Quarto album per i
Mammoth Mammoth, la stoner/dirty rock band australiana. La formula è quella semplice ed immediata delle più famose formazioni di quel lontano continente: gran dispiego di riff, ritmo sostenuto, assoli, melodie intriganti e soprattutto quintali di attitudine guascona e stradaiola.
I ragazzi di Melbourne pescano indifferentemente da Ac/Dc, Rose Tattoo, Buffalo, e sono amici degli Airbourne, altro nome dalle medesime caratteristiche. Casomai i M.M. sporcano il loro sound con un tocco neo-vintage, ma si tratta di sfumature. Infatti, entrambi i gruppi, dopo il buon successo in patria, puntano a trasferirsi in Germania, dove il loro stile un po’ grezzo è molto apprezzato. Per questo quartetto il primo passo è stata la firma di un contratto con Napalm Records (label tecnicamente austriaca, ma con principale bacino d’utenza teutonico), una etichetta attivissima negli ultimi tempi.

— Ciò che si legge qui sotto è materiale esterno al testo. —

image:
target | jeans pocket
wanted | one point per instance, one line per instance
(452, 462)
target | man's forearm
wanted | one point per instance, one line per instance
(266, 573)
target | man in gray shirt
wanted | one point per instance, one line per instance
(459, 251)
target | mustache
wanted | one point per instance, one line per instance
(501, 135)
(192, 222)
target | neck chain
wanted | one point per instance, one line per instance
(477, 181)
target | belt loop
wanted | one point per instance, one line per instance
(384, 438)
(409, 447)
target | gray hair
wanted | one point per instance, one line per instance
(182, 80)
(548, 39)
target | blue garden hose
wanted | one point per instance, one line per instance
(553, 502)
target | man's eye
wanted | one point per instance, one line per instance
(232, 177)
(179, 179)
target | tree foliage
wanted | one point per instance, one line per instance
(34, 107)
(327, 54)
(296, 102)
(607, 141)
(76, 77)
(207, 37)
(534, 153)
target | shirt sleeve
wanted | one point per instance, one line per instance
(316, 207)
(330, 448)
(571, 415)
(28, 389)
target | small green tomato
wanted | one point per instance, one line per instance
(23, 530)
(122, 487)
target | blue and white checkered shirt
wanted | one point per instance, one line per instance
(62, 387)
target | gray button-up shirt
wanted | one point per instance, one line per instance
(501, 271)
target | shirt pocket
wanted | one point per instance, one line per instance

Il disco è grintoso, godibile, rumoroso, anche se prevedibile. Due le direzioni: quella motorheadiana di “Life’s a bitch”, “Black dog” e quella più stonerizzata di “Electric sunshine” e “Promised land”, con in mezzo il tiro cadenzato e live-oriented delle varie “Fuel injected”, “Sick”, “Hammered again”. Insomma, roba per sudare e scuotere le ossa, in attesa di vedere gli “aussies” dal vivo e bruciarsi tutte le energie.